Biju - a botanist-turned-herpetologist now celebrated as India's
"Frogman" - has made it his life work to find and catalog new
species. There are too many cases of "nameless extinction," with
animals disappearing before they are ever known, he said. "We don't even
know what we're losing."
Amphibians are particularly vulnerable, and have drastically declined
in recent decades. The same sensitivity to climate and water quality that makes
them perfect environmental barometers also puts them at the greatest risk when
ecological systems go awry.
Biju, however, is working the reverse trend. Since 2001, he has
discovered 76 new species of plants, caecilians and frogs - vastly more than
any other scientist in India - and estimates 30-40 percent of the country's
amphibians are yet to be found.
Within the chikilidae family, the team has already identified three
species, and is on its way to classing three more, he said.
The chikilidae's discovery, made along with co-researchers from
London's Natural History Museum and Vrije University in Brussels, brings the
number of known caecilian families in the world to 10. Three are in India and
others are spread across the tropics in Southeast Asia, Africa and South
America. There is debate about the classifications, however, and some
scientists count even fewer caecilian families.
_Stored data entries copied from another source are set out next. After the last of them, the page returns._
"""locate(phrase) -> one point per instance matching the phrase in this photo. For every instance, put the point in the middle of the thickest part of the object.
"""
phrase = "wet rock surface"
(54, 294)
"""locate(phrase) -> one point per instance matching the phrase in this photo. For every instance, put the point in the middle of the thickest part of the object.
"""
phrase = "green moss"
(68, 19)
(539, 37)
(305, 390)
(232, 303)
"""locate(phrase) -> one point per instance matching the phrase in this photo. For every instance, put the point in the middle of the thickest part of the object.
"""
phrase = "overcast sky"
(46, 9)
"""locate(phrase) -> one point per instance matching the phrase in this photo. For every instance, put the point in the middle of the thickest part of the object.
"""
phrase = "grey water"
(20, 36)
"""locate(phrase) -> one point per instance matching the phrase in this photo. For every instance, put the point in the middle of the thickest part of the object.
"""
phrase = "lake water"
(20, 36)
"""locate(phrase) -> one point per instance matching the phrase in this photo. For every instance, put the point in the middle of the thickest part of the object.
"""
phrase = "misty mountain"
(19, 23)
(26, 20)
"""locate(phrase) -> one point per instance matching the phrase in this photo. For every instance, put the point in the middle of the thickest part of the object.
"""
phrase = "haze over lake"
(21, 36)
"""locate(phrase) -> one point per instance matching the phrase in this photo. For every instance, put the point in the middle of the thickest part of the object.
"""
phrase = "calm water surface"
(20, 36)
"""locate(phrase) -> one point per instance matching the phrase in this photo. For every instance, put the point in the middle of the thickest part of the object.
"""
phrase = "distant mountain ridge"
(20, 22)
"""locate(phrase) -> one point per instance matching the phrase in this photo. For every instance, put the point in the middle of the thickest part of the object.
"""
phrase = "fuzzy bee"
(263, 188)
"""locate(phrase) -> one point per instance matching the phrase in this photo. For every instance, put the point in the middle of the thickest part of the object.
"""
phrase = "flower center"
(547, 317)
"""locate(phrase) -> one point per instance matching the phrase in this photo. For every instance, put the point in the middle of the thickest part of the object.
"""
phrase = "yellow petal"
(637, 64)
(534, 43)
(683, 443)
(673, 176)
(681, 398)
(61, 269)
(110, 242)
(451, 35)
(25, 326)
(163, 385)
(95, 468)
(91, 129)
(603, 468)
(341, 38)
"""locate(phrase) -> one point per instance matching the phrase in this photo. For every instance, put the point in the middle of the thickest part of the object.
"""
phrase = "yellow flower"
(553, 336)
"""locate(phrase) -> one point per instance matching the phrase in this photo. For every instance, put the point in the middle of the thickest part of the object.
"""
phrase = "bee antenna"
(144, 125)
Because they live hidden underground, and race off at the slightest
vibration, much less is known about them than their more famous - and vocal -
amphibious cousins, the frogs. Only 186 of the world's known amphibious species
are caecilians, compared with more than 6,000 frog species - a third of which
are considered endangered or threatened.
Even people living in northeast Indians misunderstand the caecilians,
and rare sightings can inspire terror and revulsion, with farmers and villagers
chopping them in half out of the mistaken belief that they are poisonous
snakes.
In fact, the chikilidae is harmless, and may even be the farmer's best
friend - feasting on worms and insects that might harm crops, and churning the
soil as it moves underground.
Much remains to be discovered in further study, Biju said, as many
questions remain about how the creatures live.
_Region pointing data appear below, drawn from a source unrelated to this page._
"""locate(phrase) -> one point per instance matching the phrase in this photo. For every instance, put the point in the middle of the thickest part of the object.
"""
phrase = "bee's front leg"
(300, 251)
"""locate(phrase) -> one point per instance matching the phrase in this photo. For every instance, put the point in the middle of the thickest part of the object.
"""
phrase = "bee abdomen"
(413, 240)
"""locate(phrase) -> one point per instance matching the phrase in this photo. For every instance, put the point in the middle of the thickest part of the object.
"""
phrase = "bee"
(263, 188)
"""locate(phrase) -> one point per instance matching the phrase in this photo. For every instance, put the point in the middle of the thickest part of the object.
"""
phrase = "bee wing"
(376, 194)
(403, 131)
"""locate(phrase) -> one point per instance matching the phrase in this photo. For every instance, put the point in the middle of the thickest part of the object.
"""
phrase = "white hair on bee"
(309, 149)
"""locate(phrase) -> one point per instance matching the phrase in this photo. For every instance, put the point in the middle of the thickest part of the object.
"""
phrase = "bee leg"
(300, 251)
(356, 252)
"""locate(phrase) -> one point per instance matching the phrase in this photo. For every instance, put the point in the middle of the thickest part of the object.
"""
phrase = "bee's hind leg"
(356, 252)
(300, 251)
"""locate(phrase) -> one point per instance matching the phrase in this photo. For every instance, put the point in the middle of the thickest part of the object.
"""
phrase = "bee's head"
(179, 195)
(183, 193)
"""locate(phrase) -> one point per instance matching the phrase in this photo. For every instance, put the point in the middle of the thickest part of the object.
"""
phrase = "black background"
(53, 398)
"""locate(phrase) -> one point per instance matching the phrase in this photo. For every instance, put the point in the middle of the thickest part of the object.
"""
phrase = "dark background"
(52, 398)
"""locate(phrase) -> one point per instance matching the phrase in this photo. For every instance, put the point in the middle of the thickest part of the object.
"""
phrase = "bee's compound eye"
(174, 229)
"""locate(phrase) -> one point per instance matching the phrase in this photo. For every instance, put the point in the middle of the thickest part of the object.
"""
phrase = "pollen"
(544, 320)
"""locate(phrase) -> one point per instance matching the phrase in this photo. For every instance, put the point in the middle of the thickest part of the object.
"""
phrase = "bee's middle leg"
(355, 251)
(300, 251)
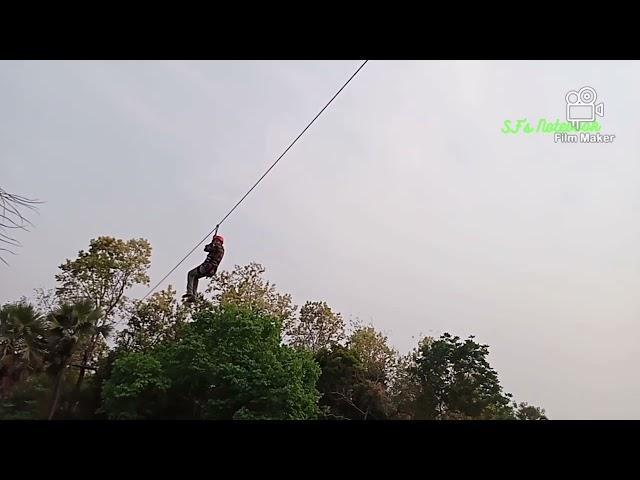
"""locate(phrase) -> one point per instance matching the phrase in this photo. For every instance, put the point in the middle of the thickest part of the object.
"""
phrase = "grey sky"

So far, Biju's team has determined that an adult chikilidae will
remain with its eggs until they hatch, forgoing food for some 50 days. When the
eggs hatch, the young emerge as tiny adults and squirm away.
They grow to about 4 inches (10 centimeters), and can ram their hard
skulls through some of the region's tougher soils, shooting off quickly at the
slightest vibration. "It's like a rocket," Biju said. "If you
miss it the first try, you'll never catch it again."
A possibly superfluous set of eyes is shielded under a layer of skin,
and may help the chikilidae gauge light from dark as in other caecilian
species.
DNA testing suggests the chikilidae's closest relative is in Africa -
with the two evolutionary paths splitting some 140 million years ago when
dinosaurs roamed what was then a southern supercontient called Gondwana, since
separated into today's continents of Africa, Antarctica, Australia, South
America and the Indian subcontinent.
Biju's team worked best during monsoon season, when the digging is
easier and chikilidae lay eggs in waterlogged soils. Gripping garden spades
with blistered hands, the researchers along with locals they hired spent about
2,600 man hours digging for the elusive squiggles, usually found about 16
inches (40 centimeters) deep.
"It was backbreaking work," said research fellow Rachunliu
Kamei, who even passed out in the forest once, and some days found not even one
specimen.
"But there is motivation in knowing this is an uncharted
frontier," said Kamei, lead researcher and main author of the study paper.